Indeed, Roy has already been proven wrong. The French version of The Failure of Political Islam appeared in October 1992, and the three years since have exposed his complete misunderstanding of the situation in Algeria. He expected a "watered down" movement not to amount to much; if FIS reaches power in Algeria, he predicted, it "will not invent a new society. . . . the FIS's Algeria will do nothing more than place a chador [women's headdress] over the FLN's Algeria."
Well, FIS is yesterday's organization, surpassed by the Armed Islamic Group (GIA). As its name implies, the GIA is not a gentle band of preachers urging moral self-improvement but a deadly gang of murderers. News of their work comes almost daily out of Algiers. They specialize in murdering the children of police officers, women without veils, unsympathetic journalists, and non-Muslim foreigners. They kill their victims in particularly horrifying ways, slitting throats and cutting off heads. As in Cambodia, where the Khmer Rouge attacked all those educated and Western-oriented, so in Algeria is anyone speaking French or wearing a business suit a potential victim. In comparison to the potential deaths in the culture war building in Algeria, the revolution in Iran was child's play. The GIA on its own repudiates Roy's prediction of fundamentalism's becoming tame.
Which raises the question: How can someone who knows so much be so completely wrong? Roy seems to write in the French tradition of intellectual virtuosity - taking an implausible point and making a brilliant argument for it. He also indulges in the intellectuals' sin of épater la bourgeoisie; fears of fundamentalist Islam being particularly severe in middle-class France these days, he perversely must insist on their being illusory.
But whatever games Roy is playing in his own circles, his book has potentially real importance in the United States. Enlightened opinion already tells us not to worry about fundamentalist Islam: leading American specialists on the subject, such as John Entelis, John Esposito, and John Voll, argue that we should look beyond fundamentalism's rough edges and bristling rhetoric. If we do so, we will find a movement that is democratic in spirit, capitalist in orientation, and prepared to co-exist with the West. To this, Roy adds: fundamentalist Islam has degenerated into a quietist movement seeking to create nothing more than "authentically Muslim microsocieties."

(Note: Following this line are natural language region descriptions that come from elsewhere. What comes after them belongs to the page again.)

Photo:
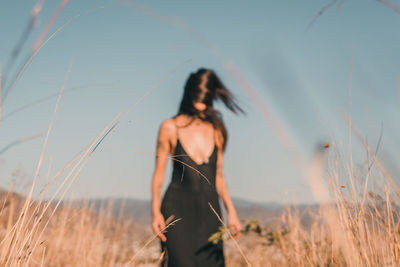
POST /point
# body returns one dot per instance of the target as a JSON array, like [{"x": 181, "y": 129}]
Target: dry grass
[{"x": 356, "y": 228}]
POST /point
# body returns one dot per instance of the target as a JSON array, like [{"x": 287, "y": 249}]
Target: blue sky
[{"x": 124, "y": 48}]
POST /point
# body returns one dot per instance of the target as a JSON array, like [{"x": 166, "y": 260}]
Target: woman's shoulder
[{"x": 168, "y": 125}]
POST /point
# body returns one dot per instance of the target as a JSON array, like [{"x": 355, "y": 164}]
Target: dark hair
[{"x": 216, "y": 90}]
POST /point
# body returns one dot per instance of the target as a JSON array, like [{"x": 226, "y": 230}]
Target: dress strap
[{"x": 176, "y": 130}]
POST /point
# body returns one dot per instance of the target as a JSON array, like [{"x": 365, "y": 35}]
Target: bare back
[{"x": 196, "y": 137}]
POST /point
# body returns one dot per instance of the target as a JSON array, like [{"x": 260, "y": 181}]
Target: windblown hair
[{"x": 216, "y": 90}]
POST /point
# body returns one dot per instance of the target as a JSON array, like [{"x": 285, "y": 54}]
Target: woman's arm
[
  {"x": 162, "y": 151},
  {"x": 222, "y": 191}
]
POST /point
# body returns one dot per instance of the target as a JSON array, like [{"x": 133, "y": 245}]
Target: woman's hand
[
  {"x": 158, "y": 226},
  {"x": 234, "y": 225}
]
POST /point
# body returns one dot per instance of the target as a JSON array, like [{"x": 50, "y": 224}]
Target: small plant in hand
[{"x": 270, "y": 236}]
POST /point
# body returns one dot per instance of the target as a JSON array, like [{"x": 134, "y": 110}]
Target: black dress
[{"x": 187, "y": 197}]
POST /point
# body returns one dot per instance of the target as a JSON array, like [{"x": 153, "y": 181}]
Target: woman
[{"x": 195, "y": 139}]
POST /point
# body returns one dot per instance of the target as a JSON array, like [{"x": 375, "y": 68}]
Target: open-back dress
[{"x": 191, "y": 188}]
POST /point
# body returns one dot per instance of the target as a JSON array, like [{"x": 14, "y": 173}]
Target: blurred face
[{"x": 199, "y": 105}]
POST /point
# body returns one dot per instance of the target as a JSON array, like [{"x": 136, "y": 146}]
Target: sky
[{"x": 293, "y": 72}]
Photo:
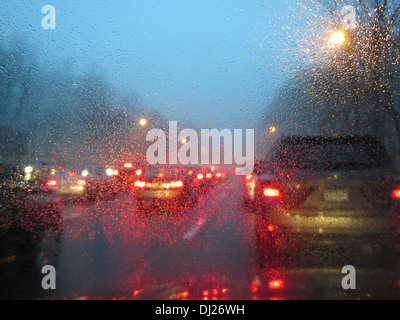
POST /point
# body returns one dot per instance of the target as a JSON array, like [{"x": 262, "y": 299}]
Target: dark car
[
  {"x": 324, "y": 191},
  {"x": 91, "y": 184},
  {"x": 166, "y": 185},
  {"x": 30, "y": 230}
]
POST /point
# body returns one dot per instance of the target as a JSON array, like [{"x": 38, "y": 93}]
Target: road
[{"x": 110, "y": 250}]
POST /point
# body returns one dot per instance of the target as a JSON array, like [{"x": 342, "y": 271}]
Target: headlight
[{"x": 28, "y": 169}]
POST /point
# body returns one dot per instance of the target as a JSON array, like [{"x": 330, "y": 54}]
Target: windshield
[{"x": 199, "y": 150}]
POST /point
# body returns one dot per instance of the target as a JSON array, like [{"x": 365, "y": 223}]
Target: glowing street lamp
[{"x": 337, "y": 38}]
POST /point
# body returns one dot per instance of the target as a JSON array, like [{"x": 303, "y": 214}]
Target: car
[
  {"x": 208, "y": 178},
  {"x": 326, "y": 191},
  {"x": 249, "y": 182},
  {"x": 171, "y": 186},
  {"x": 28, "y": 227},
  {"x": 88, "y": 184},
  {"x": 128, "y": 172}
]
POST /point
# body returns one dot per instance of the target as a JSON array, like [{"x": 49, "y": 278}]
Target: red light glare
[
  {"x": 51, "y": 182},
  {"x": 140, "y": 184},
  {"x": 271, "y": 228},
  {"x": 396, "y": 194},
  {"x": 136, "y": 293},
  {"x": 128, "y": 165},
  {"x": 275, "y": 284},
  {"x": 81, "y": 182},
  {"x": 271, "y": 193}
]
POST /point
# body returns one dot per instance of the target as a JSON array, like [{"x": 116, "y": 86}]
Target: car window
[{"x": 199, "y": 150}]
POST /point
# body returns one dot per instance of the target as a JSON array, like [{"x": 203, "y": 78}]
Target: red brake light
[
  {"x": 51, "y": 183},
  {"x": 276, "y": 284},
  {"x": 396, "y": 194},
  {"x": 177, "y": 184},
  {"x": 271, "y": 193},
  {"x": 140, "y": 184},
  {"x": 128, "y": 165},
  {"x": 81, "y": 182}
]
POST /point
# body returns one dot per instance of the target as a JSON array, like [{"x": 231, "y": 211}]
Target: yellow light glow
[{"x": 337, "y": 38}]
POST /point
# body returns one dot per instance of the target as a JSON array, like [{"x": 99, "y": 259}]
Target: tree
[{"x": 373, "y": 51}]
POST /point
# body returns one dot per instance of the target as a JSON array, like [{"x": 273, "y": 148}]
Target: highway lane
[{"x": 110, "y": 250}]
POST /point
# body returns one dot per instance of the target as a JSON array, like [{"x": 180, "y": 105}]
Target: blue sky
[{"x": 216, "y": 62}]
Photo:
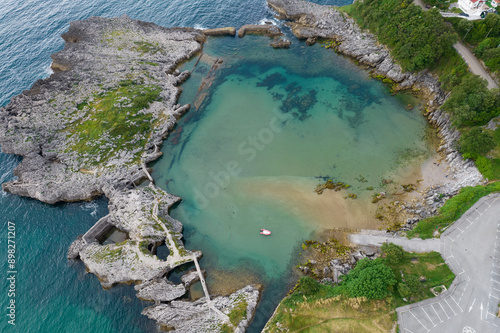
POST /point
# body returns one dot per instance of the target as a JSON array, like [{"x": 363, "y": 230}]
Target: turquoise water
[
  {"x": 54, "y": 294},
  {"x": 276, "y": 123}
]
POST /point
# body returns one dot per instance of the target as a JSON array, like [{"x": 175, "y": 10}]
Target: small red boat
[{"x": 265, "y": 232}]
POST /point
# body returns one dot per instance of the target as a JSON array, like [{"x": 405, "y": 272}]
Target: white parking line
[
  {"x": 490, "y": 295},
  {"x": 420, "y": 322},
  {"x": 449, "y": 306},
  {"x": 444, "y": 311},
  {"x": 437, "y": 314},
  {"x": 434, "y": 325},
  {"x": 456, "y": 303}
]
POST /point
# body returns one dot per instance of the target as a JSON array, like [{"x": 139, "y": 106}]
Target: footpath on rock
[{"x": 89, "y": 130}]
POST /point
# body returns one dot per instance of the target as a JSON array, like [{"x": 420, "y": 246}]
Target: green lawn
[
  {"x": 429, "y": 265},
  {"x": 313, "y": 307}
]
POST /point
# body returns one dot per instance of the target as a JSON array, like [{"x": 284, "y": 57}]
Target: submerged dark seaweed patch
[{"x": 272, "y": 80}]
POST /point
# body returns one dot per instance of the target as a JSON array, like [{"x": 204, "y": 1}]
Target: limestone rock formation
[{"x": 196, "y": 317}]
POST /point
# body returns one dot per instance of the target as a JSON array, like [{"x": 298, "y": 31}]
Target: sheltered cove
[{"x": 138, "y": 57}]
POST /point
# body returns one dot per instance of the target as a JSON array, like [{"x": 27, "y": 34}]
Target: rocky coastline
[
  {"x": 70, "y": 153},
  {"x": 89, "y": 130},
  {"x": 311, "y": 21}
]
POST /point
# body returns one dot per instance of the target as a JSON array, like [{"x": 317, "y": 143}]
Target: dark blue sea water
[{"x": 52, "y": 293}]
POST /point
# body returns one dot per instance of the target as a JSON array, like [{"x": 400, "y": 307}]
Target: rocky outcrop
[
  {"x": 70, "y": 153},
  {"x": 228, "y": 31},
  {"x": 196, "y": 317},
  {"x": 254, "y": 29},
  {"x": 160, "y": 291},
  {"x": 142, "y": 213},
  {"x": 91, "y": 128},
  {"x": 281, "y": 43},
  {"x": 309, "y": 20}
]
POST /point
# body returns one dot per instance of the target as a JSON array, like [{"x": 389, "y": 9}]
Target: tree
[
  {"x": 393, "y": 253},
  {"x": 370, "y": 279},
  {"x": 476, "y": 142},
  {"x": 307, "y": 285},
  {"x": 414, "y": 284}
]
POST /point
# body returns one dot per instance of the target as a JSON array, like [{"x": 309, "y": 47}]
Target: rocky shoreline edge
[
  {"x": 90, "y": 129},
  {"x": 104, "y": 57},
  {"x": 311, "y": 21}
]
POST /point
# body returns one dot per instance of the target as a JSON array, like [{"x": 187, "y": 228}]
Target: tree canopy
[
  {"x": 476, "y": 142},
  {"x": 393, "y": 253},
  {"x": 370, "y": 278}
]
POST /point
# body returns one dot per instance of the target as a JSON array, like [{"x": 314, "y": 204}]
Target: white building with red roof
[{"x": 476, "y": 7}]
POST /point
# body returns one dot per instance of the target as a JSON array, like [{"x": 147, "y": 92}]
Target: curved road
[
  {"x": 471, "y": 248},
  {"x": 474, "y": 65}
]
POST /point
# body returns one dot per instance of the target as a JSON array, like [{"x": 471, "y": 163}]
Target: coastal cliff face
[
  {"x": 111, "y": 100},
  {"x": 89, "y": 129},
  {"x": 309, "y": 20}
]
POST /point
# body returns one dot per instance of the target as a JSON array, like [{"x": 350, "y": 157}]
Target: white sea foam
[
  {"x": 199, "y": 27},
  {"x": 48, "y": 71},
  {"x": 92, "y": 207}
]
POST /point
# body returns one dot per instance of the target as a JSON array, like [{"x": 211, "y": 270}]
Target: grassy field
[
  {"x": 114, "y": 118},
  {"x": 335, "y": 314},
  {"x": 429, "y": 265},
  {"x": 452, "y": 210},
  {"x": 314, "y": 307}
]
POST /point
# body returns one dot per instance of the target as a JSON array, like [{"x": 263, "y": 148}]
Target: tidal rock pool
[{"x": 262, "y": 133}]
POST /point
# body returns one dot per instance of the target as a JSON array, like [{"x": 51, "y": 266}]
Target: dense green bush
[
  {"x": 370, "y": 279},
  {"x": 471, "y": 103},
  {"x": 393, "y": 253},
  {"x": 452, "y": 210},
  {"x": 484, "y": 35},
  {"x": 418, "y": 39},
  {"x": 307, "y": 285},
  {"x": 476, "y": 142}
]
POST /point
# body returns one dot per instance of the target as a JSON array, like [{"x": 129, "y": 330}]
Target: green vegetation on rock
[
  {"x": 114, "y": 121},
  {"x": 316, "y": 307},
  {"x": 370, "y": 278},
  {"x": 483, "y": 36},
  {"x": 393, "y": 253},
  {"x": 237, "y": 314}
]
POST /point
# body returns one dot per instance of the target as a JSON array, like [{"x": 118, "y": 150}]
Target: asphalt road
[
  {"x": 474, "y": 65},
  {"x": 471, "y": 247}
]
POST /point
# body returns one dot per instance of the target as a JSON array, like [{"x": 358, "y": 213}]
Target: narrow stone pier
[
  {"x": 223, "y": 316},
  {"x": 98, "y": 230}
]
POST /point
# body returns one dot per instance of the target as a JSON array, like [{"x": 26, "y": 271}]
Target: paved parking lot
[{"x": 471, "y": 247}]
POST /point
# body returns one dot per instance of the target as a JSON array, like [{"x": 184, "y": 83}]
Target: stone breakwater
[
  {"x": 90, "y": 129},
  {"x": 310, "y": 21}
]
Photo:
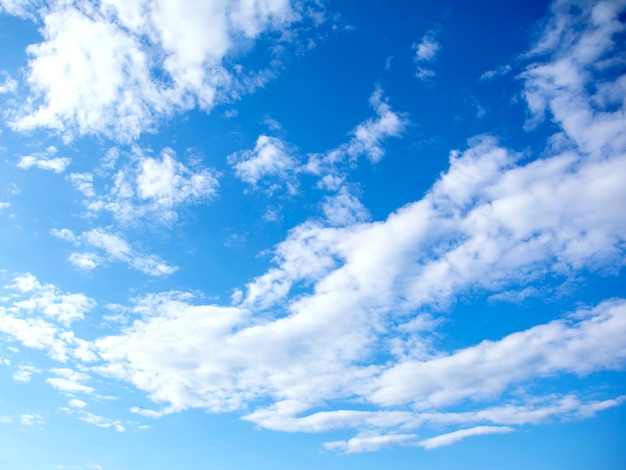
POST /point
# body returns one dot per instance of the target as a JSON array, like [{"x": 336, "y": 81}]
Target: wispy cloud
[
  {"x": 44, "y": 161},
  {"x": 145, "y": 186},
  {"x": 452, "y": 437},
  {"x": 111, "y": 247},
  {"x": 117, "y": 69}
]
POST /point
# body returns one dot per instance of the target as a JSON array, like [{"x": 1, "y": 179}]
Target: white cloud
[
  {"x": 274, "y": 163},
  {"x": 85, "y": 261},
  {"x": 64, "y": 234},
  {"x": 367, "y": 139},
  {"x": 344, "y": 208},
  {"x": 148, "y": 186},
  {"x": 116, "y": 69},
  {"x": 32, "y": 419},
  {"x": 44, "y": 161},
  {"x": 64, "y": 308},
  {"x": 39, "y": 316},
  {"x": 102, "y": 421},
  {"x": 424, "y": 73},
  {"x": 426, "y": 50},
  {"x": 58, "y": 165},
  {"x": 111, "y": 247},
  {"x": 370, "y": 443},
  {"x": 76, "y": 403},
  {"x": 21, "y": 8},
  {"x": 452, "y": 437},
  {"x": 9, "y": 85},
  {"x": 70, "y": 381},
  {"x": 489, "y": 224},
  {"x": 496, "y": 72},
  {"x": 24, "y": 373},
  {"x": 271, "y": 159}
]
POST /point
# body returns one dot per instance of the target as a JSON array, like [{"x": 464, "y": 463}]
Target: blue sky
[{"x": 314, "y": 234}]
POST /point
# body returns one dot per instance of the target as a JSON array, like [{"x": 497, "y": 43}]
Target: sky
[{"x": 312, "y": 234}]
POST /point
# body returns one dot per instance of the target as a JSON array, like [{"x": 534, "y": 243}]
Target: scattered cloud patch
[
  {"x": 116, "y": 70},
  {"x": 272, "y": 161},
  {"x": 112, "y": 247},
  {"x": 451, "y": 438},
  {"x": 24, "y": 373},
  {"x": 499, "y": 71},
  {"x": 147, "y": 186},
  {"x": 44, "y": 161}
]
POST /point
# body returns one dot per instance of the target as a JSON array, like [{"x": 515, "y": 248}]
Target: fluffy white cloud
[
  {"x": 32, "y": 419},
  {"x": 39, "y": 315},
  {"x": 370, "y": 443},
  {"x": 101, "y": 421},
  {"x": 147, "y": 186},
  {"x": 70, "y": 381},
  {"x": 115, "y": 69},
  {"x": 44, "y": 161},
  {"x": 76, "y": 403},
  {"x": 452, "y": 437},
  {"x": 24, "y": 373},
  {"x": 9, "y": 85},
  {"x": 426, "y": 50},
  {"x": 112, "y": 247},
  {"x": 271, "y": 158}
]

Coming at a time when FIS and the GIA are within striking distance of taking power, his words suggest that Americans need not worry about events in Algeria. Unfortunately, Roy and his ilk have the ear of our policymakers, for it is U.S. policy in Algeria (but less so in Egypt and Iran) conspicuously not to condemn the fundamentalists' ideas and goals. Instead, it seeks them out to engage in dialogue.
As Algeria stands today on the threshold of becoming the last great tragedy of the twentieth century, leading intellectuals find ways, yet again, to lull Westerners into false hopes. Let us at last learn from history and this time not be fooled.
Mar. 1, 1996 update: For another example of "the French tradition of intellectual virtuosity - taking an implausible point and making a brilliant argument for it," see my review of The Gulf War Did Not Take Place by Jean Baudrillard.